Glioblastoma recurs in nearly all cases. The median time before progression on standard treatment ranges from about 7 to 10 months. Recurrence typically happens near the original tumor site, though it can appear anywhere in the brain.

One complication in monitoring is a phenomenon called pseudoprogression. In the weeks after completing radiation and chemotherapy, MRI scans sometimes show what looks like tumor growth but is actually treatment-related inflammation. If the apparent growth stabilizes without any change in treatment over the next six months, it’s reclassified as pseudoprogression rather than true recurrence. Distinguishing the two is critical because they lead to very different decisions.
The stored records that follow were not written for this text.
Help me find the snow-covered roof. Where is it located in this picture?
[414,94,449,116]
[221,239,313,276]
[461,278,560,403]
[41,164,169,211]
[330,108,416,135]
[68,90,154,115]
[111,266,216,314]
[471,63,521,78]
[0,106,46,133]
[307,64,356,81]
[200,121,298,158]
For true recurrence, options become more limited. A chemotherapy drug called lomustine is widely used and has been an approved treatment for recurrent glioblastoma for decades. A blood vessel-blocking drug called bevacizumab received FDA approval for recurrent glioblastoma in 2009. It works by cutting off the tumor’s blood supply, which can reduce swelling and improve symptoms, though its effect on overall survival remains debated. Combinations of the two have shown some encouraging results. Repeat surgery is sometimes an option if the tumor is accessible. Many patients at this stage also consider clinical trials testing newer approaches.

Survival and Prognosis

The overall median survival from diagnosis is roughly 9 to 15 months, with the range depending on treatment intensity and tumor biology. About 41% of patients survive one year, and around 13% survive two years. Five-year survival remains rare, in the single digits for most studies.

Several factors influence where an individual falls on this spectrum. Younger age, better functional status at diagnosis, more complete surgical removal, MGMT silencing, and IDH mutation all tilt the odds toward longer survival. Among patients with none of these favorable factors, those treated with radiation alone had a median survival of 9.6 months. Adding chemotherapy to radiation pushed that to 15.4 months, a meaningful but sobering improvement. For the small group with both IDH mutation and MGMT silencing, median survival stretched beyond three years, illustrating just how much tumor biology matters.